Coulter asserts that Staph disease is a problem at the Lake County Jail, that he actually contracted Staph disease at the jail, and that Sheriff Dominguez and Warden Freeman are responsible for the conditions that lead to his becoming infected. (Complaint pp. 13-14). He further alleges that he did not receive adequate treatment for Staph. Giving Coulter the benefit of the inferences to which he is entitled at the pleadings stage, this Court cannot say that he can prove no Fourteenth Amendment claim against defendants Freeman and Dominguez.
In addition to Sheriff Dominguez and Warden Freeman, Coulter also seeks to sue the City of Crown Point and Lake County. He does not mention these defendants in the body of his complaint.

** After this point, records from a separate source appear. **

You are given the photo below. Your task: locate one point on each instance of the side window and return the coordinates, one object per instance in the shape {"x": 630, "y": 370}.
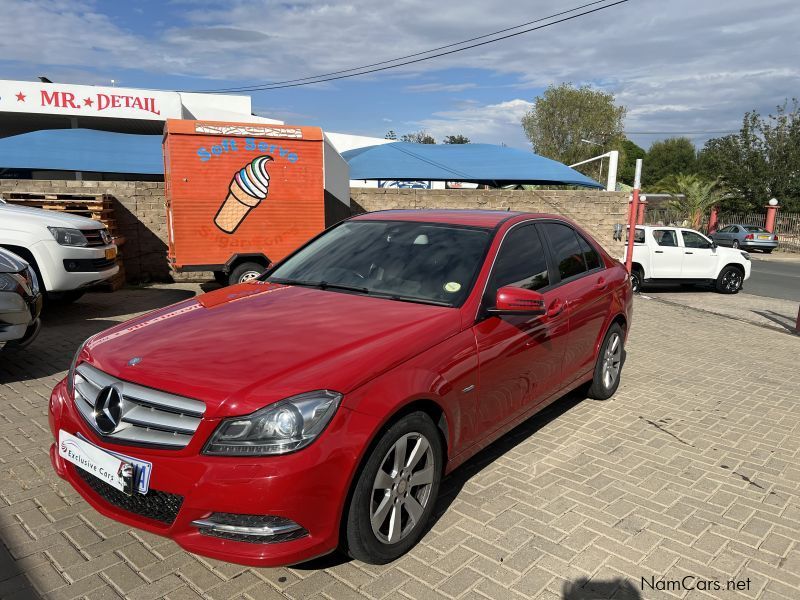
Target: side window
{"x": 590, "y": 255}
{"x": 565, "y": 248}
{"x": 521, "y": 262}
{"x": 694, "y": 240}
{"x": 665, "y": 237}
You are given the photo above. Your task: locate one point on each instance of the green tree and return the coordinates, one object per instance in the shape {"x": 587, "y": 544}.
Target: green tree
{"x": 419, "y": 137}
{"x": 760, "y": 162}
{"x": 692, "y": 194}
{"x": 570, "y": 124}
{"x": 628, "y": 153}
{"x": 669, "y": 157}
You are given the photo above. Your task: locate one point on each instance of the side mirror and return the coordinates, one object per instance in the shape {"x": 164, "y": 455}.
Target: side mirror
{"x": 518, "y": 301}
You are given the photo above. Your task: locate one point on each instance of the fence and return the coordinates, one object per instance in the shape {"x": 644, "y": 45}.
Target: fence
{"x": 787, "y": 225}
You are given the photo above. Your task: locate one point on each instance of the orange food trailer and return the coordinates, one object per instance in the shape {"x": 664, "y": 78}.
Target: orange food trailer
{"x": 241, "y": 196}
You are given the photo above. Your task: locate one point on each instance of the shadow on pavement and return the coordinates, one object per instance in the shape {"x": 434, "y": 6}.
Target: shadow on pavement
{"x": 453, "y": 483}
{"x": 585, "y": 589}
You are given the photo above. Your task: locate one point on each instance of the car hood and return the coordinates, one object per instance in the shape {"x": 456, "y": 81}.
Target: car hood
{"x": 48, "y": 218}
{"x": 243, "y": 347}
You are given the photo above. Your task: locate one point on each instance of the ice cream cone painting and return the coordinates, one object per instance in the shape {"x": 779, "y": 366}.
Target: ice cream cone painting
{"x": 249, "y": 186}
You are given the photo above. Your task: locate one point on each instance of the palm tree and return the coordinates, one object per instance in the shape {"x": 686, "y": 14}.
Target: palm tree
{"x": 691, "y": 194}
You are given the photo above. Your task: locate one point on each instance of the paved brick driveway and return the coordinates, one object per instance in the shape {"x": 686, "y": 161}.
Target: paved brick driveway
{"x": 693, "y": 468}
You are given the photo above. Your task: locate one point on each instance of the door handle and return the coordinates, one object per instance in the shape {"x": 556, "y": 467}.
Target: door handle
{"x": 556, "y": 306}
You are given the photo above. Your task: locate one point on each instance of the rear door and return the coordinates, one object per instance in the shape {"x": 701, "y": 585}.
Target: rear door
{"x": 666, "y": 255}
{"x": 583, "y": 285}
{"x": 699, "y": 257}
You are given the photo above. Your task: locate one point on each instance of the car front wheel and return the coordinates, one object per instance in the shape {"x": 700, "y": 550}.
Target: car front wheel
{"x": 396, "y": 491}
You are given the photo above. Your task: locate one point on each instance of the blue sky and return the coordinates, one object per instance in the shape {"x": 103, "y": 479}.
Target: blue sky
{"x": 679, "y": 66}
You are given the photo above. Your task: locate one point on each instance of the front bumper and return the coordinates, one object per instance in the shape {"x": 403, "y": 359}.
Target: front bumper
{"x": 308, "y": 487}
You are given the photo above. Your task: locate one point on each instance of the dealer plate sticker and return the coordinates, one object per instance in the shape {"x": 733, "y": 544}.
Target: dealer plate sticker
{"x": 122, "y": 472}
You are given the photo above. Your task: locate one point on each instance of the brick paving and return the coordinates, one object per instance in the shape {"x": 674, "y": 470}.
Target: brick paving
{"x": 693, "y": 468}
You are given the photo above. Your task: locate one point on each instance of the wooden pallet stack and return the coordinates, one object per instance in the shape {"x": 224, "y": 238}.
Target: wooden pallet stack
{"x": 99, "y": 207}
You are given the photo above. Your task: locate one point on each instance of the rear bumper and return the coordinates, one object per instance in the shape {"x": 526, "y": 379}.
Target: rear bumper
{"x": 309, "y": 487}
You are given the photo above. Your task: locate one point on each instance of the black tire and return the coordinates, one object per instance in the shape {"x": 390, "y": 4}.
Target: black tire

the Lake County Commission is responsible for establishing and maintaining a county jail, Ind. Code § 36-2-2-24, though the term "maintain" merely imposes a duty on the commissioners to keep the jail in repair. Weatherholt v. Spencer County, 639 N.E.2d 354, 356 (Ind.App. 1994). But under Indiana law, a county jail is under the supervision of the county sheriff, the responsibility of administering and operating the jail is placed solely on the sheriff, and the sheriff is responsible for the care of the prisoners confined there. Ind. Code § 36-2-13-5(a)(7). Because Coulter is already suing the policy maker with sole responsibility for operating the Lake County Jail, in his official capacity, Lake County is not a proper defendant. The city of Crown Point is not a proper defendant under any theory because, other than being geographically located in Crown Point, there is no connection between the city and the operation of the jail.
CONCLUSION
For the foregoing reasons, the court:
(1) GRANTS the plaintiff leave to proceed against defendants Roy Dominguez and Bernard Freeman for damages in their official and individual capacities on his Fourteenth Amendment claim that jail policies and conditions caused him to become infected with staph disease and receive inadequate treatment;
(2) DISMISSES, pursuant to 28 U.S.C. § 1915A(b)(1), defendants Lake County and the City of Crown Point;
(3) Pursuant to 42 U.S.C. § 1997e(g)(2), ORDERS that defendants Dominguez and Freeman respond to the complaint as provided for in the Federal Rules of Civil Procedure; and
(4) DIRECTS the marshals service to effect service of process on defendants Dominguez and Freeman on the plaintiff's behalf, and DIRECTS the Clerk's Office to ensure that a copy of this order is served on them along with the summons and complaint.